Sotomayor says the sponsors of Mississippi's 15-week abortion ban said "we're doing it because we have new justices."
She asks: "Will this institution survive the stench that this creates in the public perception that the Constitution and its reading are just political acts?"
Chief Justice Roberts suggests that the bright-line rule established in Roe and Casey—no total abortion bans before fetal viability—was completely arbitrary. It sounds to me like he is ready to abolish the viability line.
After Sotomayor suggests that overturning Roe would imperil other precedents protecting contraception and gay rights, Barrett asks if the court could overrule Roe in a way that preserves those precedents. Sounds like she's preemptively saying: Roe is dead, but those are safe.
Barrett and Kavanaugh's softball questions to the Mississippi solicitor general suggests to me that both of them are prepared to overrule Roe v. Wade—while saying (1) other precedents (same-sex marriage, contraception) are safe, and (2) the court won't mandate abortion bans.
This is a ridiculous question from Kavanaugh. No one thinks Mississippi is arguing that the Supreme Court must mandate abortion bans.
Kavanaugh is moving the Overton Window. He's telling the public: "We won't force states to allow abortion OR ban abortion—we're so moderate!"

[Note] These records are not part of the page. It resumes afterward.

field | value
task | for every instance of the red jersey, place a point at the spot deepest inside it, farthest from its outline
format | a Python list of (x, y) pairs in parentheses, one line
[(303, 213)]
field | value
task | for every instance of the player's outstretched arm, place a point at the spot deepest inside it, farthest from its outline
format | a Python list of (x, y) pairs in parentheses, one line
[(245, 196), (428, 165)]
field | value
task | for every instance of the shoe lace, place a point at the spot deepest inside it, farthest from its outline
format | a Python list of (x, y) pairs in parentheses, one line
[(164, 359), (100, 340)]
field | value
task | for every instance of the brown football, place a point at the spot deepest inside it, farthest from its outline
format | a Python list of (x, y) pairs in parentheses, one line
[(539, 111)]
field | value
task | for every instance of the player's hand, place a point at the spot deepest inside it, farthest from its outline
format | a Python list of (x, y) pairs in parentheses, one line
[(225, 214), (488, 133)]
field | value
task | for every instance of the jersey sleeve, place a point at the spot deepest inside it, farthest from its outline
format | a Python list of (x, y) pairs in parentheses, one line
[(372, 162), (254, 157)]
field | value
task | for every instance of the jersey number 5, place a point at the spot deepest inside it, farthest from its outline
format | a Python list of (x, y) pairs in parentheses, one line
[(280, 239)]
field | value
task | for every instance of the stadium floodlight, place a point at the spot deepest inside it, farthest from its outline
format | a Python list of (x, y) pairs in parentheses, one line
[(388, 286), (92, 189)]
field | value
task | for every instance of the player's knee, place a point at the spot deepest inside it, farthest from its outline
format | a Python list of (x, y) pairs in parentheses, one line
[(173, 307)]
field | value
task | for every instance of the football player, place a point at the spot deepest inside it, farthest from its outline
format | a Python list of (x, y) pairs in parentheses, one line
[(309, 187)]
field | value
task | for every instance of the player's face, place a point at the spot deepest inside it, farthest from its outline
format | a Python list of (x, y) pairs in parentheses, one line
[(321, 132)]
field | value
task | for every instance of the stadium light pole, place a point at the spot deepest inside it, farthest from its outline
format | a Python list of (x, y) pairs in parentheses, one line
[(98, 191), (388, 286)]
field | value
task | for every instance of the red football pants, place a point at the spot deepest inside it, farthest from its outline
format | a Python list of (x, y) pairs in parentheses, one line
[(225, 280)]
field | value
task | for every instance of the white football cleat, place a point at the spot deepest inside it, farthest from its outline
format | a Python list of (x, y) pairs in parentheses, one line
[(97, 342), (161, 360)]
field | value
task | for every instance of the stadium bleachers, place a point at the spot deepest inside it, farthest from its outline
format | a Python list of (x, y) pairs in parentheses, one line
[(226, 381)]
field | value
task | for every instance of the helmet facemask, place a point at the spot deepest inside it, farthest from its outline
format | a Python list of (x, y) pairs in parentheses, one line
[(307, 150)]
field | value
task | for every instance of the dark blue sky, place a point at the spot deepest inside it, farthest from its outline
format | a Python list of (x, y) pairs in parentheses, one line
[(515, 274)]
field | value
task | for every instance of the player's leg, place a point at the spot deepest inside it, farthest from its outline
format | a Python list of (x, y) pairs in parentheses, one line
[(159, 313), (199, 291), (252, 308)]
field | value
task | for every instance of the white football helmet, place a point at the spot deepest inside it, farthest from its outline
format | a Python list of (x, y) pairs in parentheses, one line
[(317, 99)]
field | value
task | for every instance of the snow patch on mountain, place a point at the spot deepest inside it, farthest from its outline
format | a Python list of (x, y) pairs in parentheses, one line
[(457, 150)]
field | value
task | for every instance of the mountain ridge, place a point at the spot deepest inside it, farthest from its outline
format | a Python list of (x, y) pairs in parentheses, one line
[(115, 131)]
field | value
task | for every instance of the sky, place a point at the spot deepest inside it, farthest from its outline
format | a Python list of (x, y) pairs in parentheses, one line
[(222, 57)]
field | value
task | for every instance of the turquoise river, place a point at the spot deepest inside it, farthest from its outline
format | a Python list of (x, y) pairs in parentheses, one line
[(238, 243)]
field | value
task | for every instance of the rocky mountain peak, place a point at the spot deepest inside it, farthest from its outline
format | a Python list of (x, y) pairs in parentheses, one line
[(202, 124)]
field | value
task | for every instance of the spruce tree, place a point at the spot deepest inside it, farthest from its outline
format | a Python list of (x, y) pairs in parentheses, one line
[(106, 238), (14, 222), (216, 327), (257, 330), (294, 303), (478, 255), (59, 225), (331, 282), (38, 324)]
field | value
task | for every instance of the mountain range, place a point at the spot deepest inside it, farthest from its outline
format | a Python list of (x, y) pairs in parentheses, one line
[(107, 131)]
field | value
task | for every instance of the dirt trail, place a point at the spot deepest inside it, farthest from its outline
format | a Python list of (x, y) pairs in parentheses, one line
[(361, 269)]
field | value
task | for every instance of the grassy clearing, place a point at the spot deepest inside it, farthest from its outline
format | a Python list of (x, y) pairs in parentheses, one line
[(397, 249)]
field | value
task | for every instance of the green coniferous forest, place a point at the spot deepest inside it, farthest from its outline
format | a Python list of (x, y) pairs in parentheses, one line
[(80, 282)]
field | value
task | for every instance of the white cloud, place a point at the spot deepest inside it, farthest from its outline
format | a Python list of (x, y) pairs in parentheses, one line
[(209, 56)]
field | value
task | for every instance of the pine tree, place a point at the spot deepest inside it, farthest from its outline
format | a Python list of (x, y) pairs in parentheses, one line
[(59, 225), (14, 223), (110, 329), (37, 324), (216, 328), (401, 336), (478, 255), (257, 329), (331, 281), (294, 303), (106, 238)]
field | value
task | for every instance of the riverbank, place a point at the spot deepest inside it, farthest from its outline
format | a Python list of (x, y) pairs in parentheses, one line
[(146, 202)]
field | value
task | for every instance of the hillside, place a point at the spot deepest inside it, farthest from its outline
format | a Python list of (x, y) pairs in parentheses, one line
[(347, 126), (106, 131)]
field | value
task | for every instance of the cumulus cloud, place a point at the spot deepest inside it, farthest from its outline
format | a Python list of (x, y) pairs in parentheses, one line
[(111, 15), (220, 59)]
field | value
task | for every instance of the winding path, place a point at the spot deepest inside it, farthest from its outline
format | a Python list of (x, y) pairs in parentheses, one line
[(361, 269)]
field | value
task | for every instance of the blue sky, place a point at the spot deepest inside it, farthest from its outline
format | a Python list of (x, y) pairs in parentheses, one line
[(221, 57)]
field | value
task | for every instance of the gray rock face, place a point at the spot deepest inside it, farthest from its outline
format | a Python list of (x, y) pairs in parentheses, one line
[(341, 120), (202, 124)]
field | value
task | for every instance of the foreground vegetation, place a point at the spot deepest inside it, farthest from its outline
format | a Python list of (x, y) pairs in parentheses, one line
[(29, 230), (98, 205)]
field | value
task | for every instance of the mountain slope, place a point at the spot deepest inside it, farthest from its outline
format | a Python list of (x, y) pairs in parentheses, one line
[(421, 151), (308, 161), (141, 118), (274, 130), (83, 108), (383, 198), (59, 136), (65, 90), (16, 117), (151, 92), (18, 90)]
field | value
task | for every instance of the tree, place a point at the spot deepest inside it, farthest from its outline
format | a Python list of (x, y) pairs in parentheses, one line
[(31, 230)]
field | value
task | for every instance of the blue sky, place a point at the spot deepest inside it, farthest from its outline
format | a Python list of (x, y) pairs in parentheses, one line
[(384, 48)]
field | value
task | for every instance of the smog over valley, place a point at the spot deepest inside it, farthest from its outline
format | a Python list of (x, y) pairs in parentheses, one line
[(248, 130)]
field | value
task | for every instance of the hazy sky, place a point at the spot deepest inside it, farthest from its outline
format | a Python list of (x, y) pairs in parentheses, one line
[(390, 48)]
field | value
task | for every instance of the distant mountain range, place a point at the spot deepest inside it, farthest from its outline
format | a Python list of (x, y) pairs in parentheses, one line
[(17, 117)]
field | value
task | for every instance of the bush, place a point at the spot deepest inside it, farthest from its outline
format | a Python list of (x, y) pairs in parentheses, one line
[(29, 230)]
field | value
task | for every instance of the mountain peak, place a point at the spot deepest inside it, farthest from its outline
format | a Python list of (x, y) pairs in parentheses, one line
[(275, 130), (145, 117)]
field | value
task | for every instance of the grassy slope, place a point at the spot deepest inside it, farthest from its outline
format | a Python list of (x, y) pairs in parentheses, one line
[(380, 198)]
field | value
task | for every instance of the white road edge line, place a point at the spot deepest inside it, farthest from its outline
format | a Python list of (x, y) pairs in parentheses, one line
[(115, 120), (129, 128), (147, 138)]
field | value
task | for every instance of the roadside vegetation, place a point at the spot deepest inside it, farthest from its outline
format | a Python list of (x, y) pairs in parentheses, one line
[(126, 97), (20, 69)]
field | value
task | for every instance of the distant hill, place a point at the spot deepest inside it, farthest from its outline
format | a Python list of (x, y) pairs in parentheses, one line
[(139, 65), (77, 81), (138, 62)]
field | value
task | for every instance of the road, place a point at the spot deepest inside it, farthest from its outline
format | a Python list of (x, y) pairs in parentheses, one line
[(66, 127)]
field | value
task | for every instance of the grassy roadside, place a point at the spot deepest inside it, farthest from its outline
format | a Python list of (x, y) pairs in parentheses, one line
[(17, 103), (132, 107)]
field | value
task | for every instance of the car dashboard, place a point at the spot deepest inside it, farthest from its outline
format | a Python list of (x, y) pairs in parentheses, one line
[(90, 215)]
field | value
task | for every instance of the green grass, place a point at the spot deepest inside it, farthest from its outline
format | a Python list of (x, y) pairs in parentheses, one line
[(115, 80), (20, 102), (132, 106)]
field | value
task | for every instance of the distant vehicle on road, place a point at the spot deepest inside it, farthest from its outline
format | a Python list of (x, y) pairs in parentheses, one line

Kavanaugh is using these arguments to claim that "returning abortion to the states" is the new middle ground. I think this is pretty clearly over. There are obviously five votes to overturn Roe v. Wade.
Roberts is floating a compromise that allows abortion bans at 15 weeks (or perhaps earlier) but preserves the right early in pregnancy. But I don't hear any takers. Barrett and Kavanaugh do not sound remotely interested.
This question from Amy Coney Barrett is basically game over for Roe. She says: Now that all 50 states have "safe haven" laws that let women relinquish parental rights after birth, the burdens of parenthood discussed in Roe and Casey are irrelevant, and the decisions are obsolete.
More from Barrett: "Actually, as I read Roe and Casey, they don't talk very much about adoption. It's a passing reference that means out of the obligations of parenthood." She's adopting Mississippi's argument that the availability of adoption obviates the need for abortion.
Kavanaugh is doing the thing where he summarizes his own position while attributing it to "the other side."
"The court has been forced ... to pick sides in the most contentious social debate in American life ... [but] the Constitution is neutral on the question of abortion."
Kavanaugh says some of the important cases in history overruled precedent.
"If we think that the prior precedents are seriously wrong ... why then doesn't the history of this court's practice ... tell us that the right answer is actually a return to the position of neutrality?"
Kavanaugh is saying that some of the Supreme Court's most celebrated decisions overruled precedent, and overruling Roe and Casey will deserve celebration because it restores the court's "neutrality" and returns the abortion debate to the states and Congress.
The case is submitted. The Supreme Court will overturn Roe v. Wade in June 2022. Half the states will have complete or near-total bans on abortion within six months.